Je monte à la terrasse de l’ouest sans dire mot;
La lune est pendue comme au croc.
Dans la cour le platane solitaire
Enferme l’arrière-saison claire.
Comme cheveux ébouriffés
Qu’ on ne peut ni couper
Ni peigner,
La séparation nous tourmente le cœur
De sa singulière saveur.
Poème chinois
「相见欢 · 无言独上西楼」
李煜
无言独上西楼,月如钓。寂寞梧桐深院锁清秋。
剪不断,理还乱,是离愁。别是一番滋味在心头。
Explication du poème
Ce poème lyrique fut composé durant la captivité de Li Yu sous la dynastie Song. En tant que souverain déchu, il endura l'humiliation dans les geôles de la cour des Song, où la réalité de son royaume détruit ne fit qu'accroître son affliction. À travers des paysages et l'expression d'émotions intimes, l'œuvre révèle la profonde mélancolie de Li Yu et sa douleur indicible.
Première strophe : « 无言独上西楼,月如钩。寂寞梧桐深院锁清秋。 »
Wú yán dú shàng xī lóu, yuè rú gōu. Jìmò wútóng shēn yuàn suǒ qīng qiū.
Muet, seul, je gravis la tour ouest,
La lune croît comme un crochet.
Dans la cour profonde, un sterculier solitaire
Enferme l'automne dans sa clarté.
Cette strophe établit une atmosphère de solitude absolue. "Muet" et "seul" peignent un isolement existentiel, tandis que la "lune-crochet" évoque les phases changeantes du destin. Le sterculier solitaire et la cour profonde deviennent les gardiens métaphoriques de la mélancolie automnale, reflétant l'état d'âme du poète.
Deuxième strophe : « 剪不断,理还乱,是离愁。
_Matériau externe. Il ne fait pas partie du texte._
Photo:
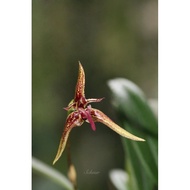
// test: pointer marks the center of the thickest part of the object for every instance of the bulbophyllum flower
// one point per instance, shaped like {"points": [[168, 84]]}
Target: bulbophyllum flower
{"points": [[80, 110]]}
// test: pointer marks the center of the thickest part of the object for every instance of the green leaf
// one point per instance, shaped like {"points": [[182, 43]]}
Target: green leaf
{"points": [[119, 179], [45, 170], [137, 117]]}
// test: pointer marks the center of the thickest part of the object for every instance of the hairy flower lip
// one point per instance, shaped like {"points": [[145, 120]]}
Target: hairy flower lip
{"points": [[79, 111]]}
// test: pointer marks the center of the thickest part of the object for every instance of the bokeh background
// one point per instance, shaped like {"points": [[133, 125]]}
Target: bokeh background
{"points": [[111, 39]]}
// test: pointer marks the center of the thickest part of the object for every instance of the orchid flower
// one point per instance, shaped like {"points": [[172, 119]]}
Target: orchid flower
{"points": [[80, 110]]}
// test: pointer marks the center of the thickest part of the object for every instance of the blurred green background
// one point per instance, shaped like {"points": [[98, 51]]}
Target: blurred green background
{"points": [[111, 39]]}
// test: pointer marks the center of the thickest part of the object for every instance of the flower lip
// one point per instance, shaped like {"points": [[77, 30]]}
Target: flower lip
{"points": [[78, 112]]}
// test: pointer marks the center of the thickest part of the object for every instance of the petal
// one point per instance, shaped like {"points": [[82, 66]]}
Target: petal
{"points": [[73, 120], [99, 116], [90, 100], [79, 90]]}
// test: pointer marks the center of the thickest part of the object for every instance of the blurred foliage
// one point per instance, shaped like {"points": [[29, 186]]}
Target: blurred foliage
{"points": [[137, 116], [111, 39]]}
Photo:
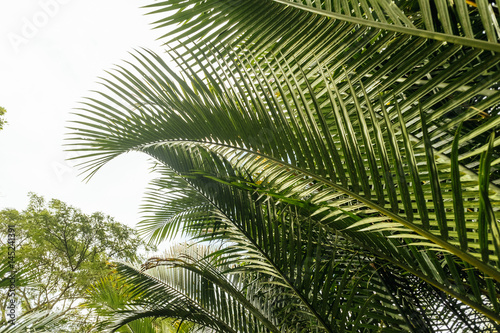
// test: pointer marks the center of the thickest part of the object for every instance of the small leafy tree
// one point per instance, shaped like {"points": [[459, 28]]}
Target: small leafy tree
{"points": [[66, 251]]}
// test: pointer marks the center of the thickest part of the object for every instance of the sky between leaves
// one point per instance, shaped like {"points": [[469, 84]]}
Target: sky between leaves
{"points": [[52, 53]]}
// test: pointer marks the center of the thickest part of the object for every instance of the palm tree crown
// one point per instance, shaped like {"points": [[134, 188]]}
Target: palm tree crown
{"points": [[343, 153]]}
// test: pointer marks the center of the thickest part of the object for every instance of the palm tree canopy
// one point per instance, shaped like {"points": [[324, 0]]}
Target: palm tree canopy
{"points": [[295, 125]]}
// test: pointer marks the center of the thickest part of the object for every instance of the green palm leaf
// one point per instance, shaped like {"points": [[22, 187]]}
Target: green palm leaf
{"points": [[349, 114]]}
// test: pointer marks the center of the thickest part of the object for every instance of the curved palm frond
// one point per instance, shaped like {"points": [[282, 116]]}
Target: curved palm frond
{"points": [[358, 118]]}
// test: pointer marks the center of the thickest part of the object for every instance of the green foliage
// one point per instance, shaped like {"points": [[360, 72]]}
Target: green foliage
{"points": [[340, 151], [63, 251]]}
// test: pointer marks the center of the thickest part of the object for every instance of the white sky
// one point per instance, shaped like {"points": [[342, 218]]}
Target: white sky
{"points": [[44, 72]]}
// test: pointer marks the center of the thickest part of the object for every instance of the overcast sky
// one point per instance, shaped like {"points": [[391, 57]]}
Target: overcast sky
{"points": [[52, 52]]}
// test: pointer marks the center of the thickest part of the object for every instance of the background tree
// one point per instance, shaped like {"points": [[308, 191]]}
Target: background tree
{"points": [[66, 251]]}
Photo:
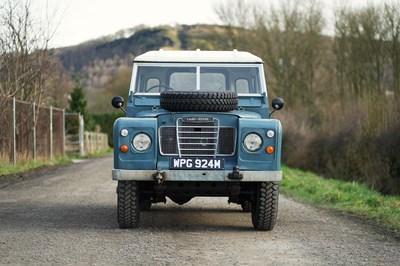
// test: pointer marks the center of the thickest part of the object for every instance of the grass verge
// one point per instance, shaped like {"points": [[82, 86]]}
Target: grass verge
{"points": [[9, 169], [350, 197]]}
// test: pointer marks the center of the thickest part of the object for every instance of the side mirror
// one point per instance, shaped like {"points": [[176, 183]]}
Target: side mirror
{"points": [[277, 104], [117, 102]]}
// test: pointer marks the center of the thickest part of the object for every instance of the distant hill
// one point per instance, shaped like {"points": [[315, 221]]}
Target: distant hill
{"points": [[96, 61], [103, 65]]}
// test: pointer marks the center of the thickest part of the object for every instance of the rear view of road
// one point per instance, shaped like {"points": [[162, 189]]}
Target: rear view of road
{"points": [[69, 217]]}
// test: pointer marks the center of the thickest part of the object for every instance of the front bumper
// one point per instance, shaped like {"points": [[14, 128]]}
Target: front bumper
{"points": [[195, 175]]}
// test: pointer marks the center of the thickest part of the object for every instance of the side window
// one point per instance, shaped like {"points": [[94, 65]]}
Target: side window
{"points": [[151, 83], [242, 86]]}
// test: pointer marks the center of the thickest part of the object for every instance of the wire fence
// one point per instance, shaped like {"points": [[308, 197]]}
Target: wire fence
{"points": [[30, 133]]}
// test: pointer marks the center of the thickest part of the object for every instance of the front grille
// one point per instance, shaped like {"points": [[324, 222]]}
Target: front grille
{"points": [[197, 138]]}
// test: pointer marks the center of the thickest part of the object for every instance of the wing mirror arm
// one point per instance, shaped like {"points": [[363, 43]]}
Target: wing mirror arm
{"points": [[117, 102], [277, 104]]}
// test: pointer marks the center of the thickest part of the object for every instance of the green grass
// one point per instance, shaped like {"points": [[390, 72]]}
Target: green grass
{"points": [[9, 169], [345, 196]]}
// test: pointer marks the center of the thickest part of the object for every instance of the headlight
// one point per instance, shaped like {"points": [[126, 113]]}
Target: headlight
{"points": [[141, 142], [124, 132], [252, 142]]}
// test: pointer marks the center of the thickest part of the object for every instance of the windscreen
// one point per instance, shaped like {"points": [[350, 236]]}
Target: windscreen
{"points": [[236, 78]]}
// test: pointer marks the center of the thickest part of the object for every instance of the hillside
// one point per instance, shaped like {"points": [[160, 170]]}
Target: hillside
{"points": [[103, 65]]}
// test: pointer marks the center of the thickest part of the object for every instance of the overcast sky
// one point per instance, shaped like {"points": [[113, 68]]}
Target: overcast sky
{"points": [[82, 20]]}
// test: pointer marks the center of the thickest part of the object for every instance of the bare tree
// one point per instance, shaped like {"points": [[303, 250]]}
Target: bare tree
{"points": [[26, 64]]}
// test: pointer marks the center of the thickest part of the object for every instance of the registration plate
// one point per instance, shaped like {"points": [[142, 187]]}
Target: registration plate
{"points": [[197, 163]]}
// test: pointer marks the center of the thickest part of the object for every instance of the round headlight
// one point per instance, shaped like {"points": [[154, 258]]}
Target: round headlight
{"points": [[252, 142], [124, 132], [141, 142]]}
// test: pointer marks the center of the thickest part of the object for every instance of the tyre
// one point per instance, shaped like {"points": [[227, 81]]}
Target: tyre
{"points": [[265, 206], [128, 204], [145, 205], [246, 206], [198, 101]]}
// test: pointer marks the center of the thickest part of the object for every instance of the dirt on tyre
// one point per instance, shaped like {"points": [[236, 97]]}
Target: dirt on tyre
{"points": [[264, 209], [128, 204], [246, 206], [198, 101]]}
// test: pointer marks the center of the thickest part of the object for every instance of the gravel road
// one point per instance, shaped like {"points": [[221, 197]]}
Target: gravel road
{"points": [[68, 217]]}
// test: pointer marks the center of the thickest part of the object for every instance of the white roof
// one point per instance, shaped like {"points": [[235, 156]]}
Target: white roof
{"points": [[198, 56]]}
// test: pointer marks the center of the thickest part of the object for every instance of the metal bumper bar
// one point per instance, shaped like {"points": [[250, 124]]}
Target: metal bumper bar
{"points": [[194, 175]]}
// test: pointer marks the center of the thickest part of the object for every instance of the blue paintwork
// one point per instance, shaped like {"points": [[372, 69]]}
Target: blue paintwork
{"points": [[144, 115]]}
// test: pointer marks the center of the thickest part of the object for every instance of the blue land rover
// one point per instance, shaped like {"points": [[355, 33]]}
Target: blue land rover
{"points": [[197, 123]]}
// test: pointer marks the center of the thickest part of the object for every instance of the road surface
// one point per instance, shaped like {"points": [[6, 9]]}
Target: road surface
{"points": [[68, 217]]}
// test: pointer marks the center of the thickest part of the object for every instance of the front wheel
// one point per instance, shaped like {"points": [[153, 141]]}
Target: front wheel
{"points": [[128, 204], [264, 209]]}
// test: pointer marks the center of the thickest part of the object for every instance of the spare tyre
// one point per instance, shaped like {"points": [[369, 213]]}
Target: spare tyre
{"points": [[198, 101]]}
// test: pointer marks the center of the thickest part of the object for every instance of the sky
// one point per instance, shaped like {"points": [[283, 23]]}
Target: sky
{"points": [[77, 21]]}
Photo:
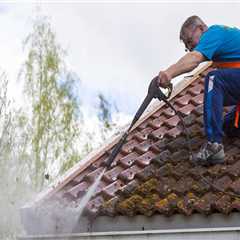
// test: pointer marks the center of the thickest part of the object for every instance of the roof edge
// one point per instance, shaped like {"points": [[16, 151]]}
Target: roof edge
{"points": [[94, 155]]}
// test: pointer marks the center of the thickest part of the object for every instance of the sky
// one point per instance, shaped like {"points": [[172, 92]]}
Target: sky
{"points": [[114, 47]]}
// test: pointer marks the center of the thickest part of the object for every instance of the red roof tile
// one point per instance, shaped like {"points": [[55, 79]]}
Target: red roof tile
{"points": [[152, 174]]}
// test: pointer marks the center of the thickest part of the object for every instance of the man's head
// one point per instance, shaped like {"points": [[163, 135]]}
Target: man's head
{"points": [[191, 31]]}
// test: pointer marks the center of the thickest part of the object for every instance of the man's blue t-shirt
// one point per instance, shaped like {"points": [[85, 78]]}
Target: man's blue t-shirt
{"points": [[220, 43]]}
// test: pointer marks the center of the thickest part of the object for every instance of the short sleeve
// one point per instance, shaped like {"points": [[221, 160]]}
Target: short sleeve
{"points": [[210, 42]]}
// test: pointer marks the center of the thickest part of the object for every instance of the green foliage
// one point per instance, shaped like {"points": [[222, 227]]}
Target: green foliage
{"points": [[54, 128]]}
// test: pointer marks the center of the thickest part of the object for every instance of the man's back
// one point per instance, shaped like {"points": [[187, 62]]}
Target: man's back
{"points": [[220, 43]]}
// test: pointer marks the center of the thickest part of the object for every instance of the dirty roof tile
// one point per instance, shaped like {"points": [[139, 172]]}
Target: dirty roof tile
{"points": [[153, 174]]}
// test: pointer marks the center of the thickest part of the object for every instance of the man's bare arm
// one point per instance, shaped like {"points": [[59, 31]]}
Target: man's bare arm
{"points": [[185, 64]]}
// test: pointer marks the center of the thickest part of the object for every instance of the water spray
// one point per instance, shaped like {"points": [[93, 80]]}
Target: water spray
{"points": [[153, 92]]}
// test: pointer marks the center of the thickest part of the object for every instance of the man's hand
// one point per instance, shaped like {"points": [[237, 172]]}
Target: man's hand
{"points": [[164, 79]]}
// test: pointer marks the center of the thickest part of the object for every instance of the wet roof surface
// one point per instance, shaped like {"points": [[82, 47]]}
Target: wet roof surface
{"points": [[153, 175]]}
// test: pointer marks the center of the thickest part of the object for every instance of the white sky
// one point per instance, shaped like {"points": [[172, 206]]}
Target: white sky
{"points": [[114, 47]]}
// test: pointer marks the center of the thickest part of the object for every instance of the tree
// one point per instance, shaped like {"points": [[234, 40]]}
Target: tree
{"points": [[53, 109]]}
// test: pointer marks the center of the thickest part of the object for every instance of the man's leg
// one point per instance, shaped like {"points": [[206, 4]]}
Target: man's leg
{"points": [[222, 87], [228, 124]]}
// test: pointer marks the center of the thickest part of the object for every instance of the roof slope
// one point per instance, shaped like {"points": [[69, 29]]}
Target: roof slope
{"points": [[152, 173]]}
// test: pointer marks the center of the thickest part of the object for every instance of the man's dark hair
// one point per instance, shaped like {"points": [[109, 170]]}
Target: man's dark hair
{"points": [[189, 24]]}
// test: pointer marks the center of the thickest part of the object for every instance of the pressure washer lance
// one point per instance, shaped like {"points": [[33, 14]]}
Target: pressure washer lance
{"points": [[155, 92]]}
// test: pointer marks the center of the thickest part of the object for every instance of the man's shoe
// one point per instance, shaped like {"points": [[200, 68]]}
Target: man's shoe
{"points": [[210, 154]]}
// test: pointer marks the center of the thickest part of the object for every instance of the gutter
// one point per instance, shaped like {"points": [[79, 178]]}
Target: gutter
{"points": [[206, 233]]}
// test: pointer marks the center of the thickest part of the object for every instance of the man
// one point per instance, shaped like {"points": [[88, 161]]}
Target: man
{"points": [[220, 44]]}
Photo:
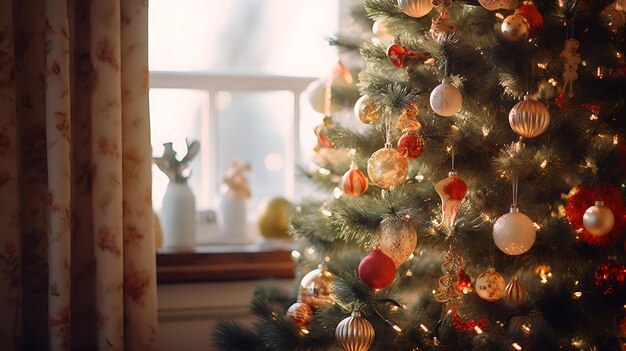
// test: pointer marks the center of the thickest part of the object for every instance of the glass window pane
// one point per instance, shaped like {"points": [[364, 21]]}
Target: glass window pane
{"points": [[253, 127], [176, 115], [276, 36]]}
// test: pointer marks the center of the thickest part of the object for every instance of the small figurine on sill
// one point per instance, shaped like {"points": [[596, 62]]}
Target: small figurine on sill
{"points": [[178, 212], [233, 204]]}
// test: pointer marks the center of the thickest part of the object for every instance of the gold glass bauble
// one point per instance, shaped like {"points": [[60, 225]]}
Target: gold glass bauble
{"points": [[387, 168], [365, 111], [598, 220], [529, 118], [416, 8], [490, 285], [314, 287], [397, 239], [355, 333], [515, 28]]}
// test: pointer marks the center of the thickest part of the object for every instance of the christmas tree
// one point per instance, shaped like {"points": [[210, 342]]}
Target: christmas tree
{"points": [[481, 207]]}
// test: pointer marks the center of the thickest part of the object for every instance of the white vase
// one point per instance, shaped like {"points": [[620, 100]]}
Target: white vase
{"points": [[178, 217], [231, 219]]}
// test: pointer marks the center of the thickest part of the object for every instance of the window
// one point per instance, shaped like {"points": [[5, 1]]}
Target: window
{"points": [[230, 74]]}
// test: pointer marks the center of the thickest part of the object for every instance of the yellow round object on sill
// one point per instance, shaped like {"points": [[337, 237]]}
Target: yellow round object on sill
{"points": [[273, 218]]}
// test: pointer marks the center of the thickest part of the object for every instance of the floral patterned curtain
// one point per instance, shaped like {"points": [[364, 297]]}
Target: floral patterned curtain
{"points": [[77, 263]]}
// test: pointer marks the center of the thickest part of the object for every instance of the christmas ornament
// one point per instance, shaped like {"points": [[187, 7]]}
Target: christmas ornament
{"points": [[514, 293], [451, 191], [355, 333], [410, 145], [446, 99], [529, 118], [416, 8], [515, 28], [354, 182], [449, 293], [408, 119], [380, 30], [318, 94], [397, 55], [322, 141], [314, 288], [581, 197], [529, 11], [492, 5], [441, 26], [621, 334], [365, 111], [464, 282], [610, 277], [514, 233], [377, 270], [571, 60], [614, 19], [490, 285], [397, 239], [598, 220], [300, 313], [273, 217], [387, 168]]}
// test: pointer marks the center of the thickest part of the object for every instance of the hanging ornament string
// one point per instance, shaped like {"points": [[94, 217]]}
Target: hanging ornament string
{"points": [[328, 96], [515, 187]]}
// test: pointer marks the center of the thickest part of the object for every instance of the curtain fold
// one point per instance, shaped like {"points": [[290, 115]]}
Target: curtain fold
{"points": [[76, 223]]}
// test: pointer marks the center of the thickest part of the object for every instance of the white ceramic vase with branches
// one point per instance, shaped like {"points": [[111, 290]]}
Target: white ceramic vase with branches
{"points": [[178, 212]]}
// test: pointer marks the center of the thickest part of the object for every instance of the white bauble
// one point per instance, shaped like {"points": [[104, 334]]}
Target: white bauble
{"points": [[514, 233], [598, 220], [318, 96], [446, 99], [397, 239], [416, 8], [515, 28]]}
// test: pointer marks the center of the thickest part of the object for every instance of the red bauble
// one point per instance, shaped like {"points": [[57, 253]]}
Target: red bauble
{"points": [[377, 270], [354, 182], [529, 11], [610, 277], [300, 313], [582, 198], [410, 145], [464, 282]]}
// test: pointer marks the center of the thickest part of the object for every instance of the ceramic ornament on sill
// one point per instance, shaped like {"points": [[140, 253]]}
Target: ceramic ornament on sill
{"points": [[178, 212], [232, 208]]}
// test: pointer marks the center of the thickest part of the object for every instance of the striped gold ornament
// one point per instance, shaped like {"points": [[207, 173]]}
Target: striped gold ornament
{"points": [[355, 333], [529, 118], [416, 8], [514, 293], [354, 182]]}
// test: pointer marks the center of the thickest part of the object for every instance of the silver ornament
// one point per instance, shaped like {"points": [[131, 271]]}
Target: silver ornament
{"points": [[598, 220], [416, 8], [397, 239], [446, 99], [492, 5], [515, 28], [355, 333], [529, 118], [514, 233]]}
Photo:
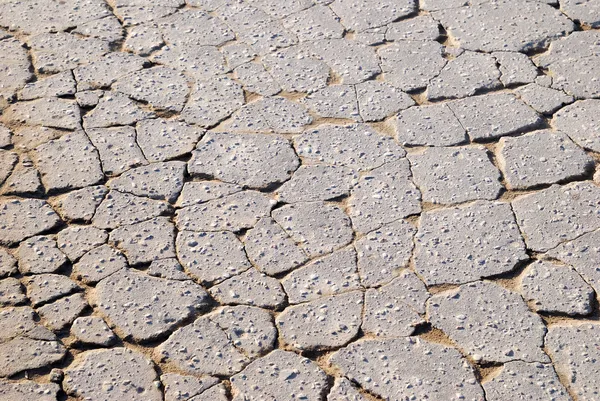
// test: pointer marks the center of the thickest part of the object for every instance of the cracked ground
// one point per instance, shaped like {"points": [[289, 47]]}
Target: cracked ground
{"points": [[303, 200]]}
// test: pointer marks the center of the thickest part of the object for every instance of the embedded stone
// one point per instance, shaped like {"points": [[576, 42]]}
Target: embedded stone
{"points": [[408, 368], [356, 146], [145, 241], [271, 250], [382, 196], [541, 157], [557, 214], [99, 263], [249, 288], [465, 314], [256, 161], [317, 227], [92, 330], [40, 254], [23, 218], [455, 175], [157, 305], [117, 373], [119, 209], [330, 275]]}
别是一番滋味在心头。 »
Jiǎn bù duàn, lǐ hái luàn, shì lí chóu. Bié shì yī fān zīwèi zài xīntóu.
Incessable si je coupe,
Plus emmêlé si je démêle -
Tel est le chagrin de l'adieu.
Saveur unique au creux du cœur.
Le poète compare son chagrin à des fils inextricables - image devenue proverbiale en Chine. "Saveur unique" révèle la nature complexe de sa douleur, mélange de regret, de honte et de résignation, bien au-delà d'une simple nostalgie.
Analyse approfondie
La première strophe, toute en paysages, prépare l'explosion émotionnelle de la seconde. Les images - lune solitaire, arbre dépouillé, cour fermée - forment une prison symbolique. La seconde strophe, avec sa célèbre métaphore des fils emmêlés, donne une forme tangible à la douleur abstraite, culminant dans l'aveu d'une souffrance "unique", à la fois personnelle et universelle.
Spécificités stylistiques
- Nature miroir : Chaque élément du paysage reflète un aspect de l'âme emprisonnée.
- Métaphore organique : Les fils emmêlés deviennent archétype de la douleur complexe.
- Contraste structurel : La strophe descriptive (extérieure) précède l'explosion lyrique (intérieure).
- Économie verbale : Vingt-huit caractères seulement pour exprimer l'inexprimable.
Éclairages
Plus qu'un poème de circonstance, cette œuvre transcende son époque pour parler de toute condition humaine face à l'irrémédiable. De monarque à prisonnier, Li Yu incarne la fragilité des destins. Son "chagrin unique" nous rappelle que les grandes douleurs sont toujours singulières, et pourtant, étrangement partagées. En cela réside le génie de Li Yu : transformer son drame personnel en miroir universel.
Traducteur de poésie
Xu Yuanchong(许渊冲)
À propos du poète
Li Yu (李煜) (937 - 978 AD), empereur de la dynastie des Tang du Sud, était un artiste aux multiples talents, doué pour la calligraphie et la peinture, pour la poésie et les textes, et pour la musique. Ses poèmes, en particulier ceux de la fin de sa vie, exprimaient principalement ses sentiments uniques face à la vie, la tristesse de perdre son pays, le chagrin de ne pas pouvoir maîtriser sa propre vie, le vide et la désillusion de son destin, ainsi que la tristesse et le désespoir de sa vie.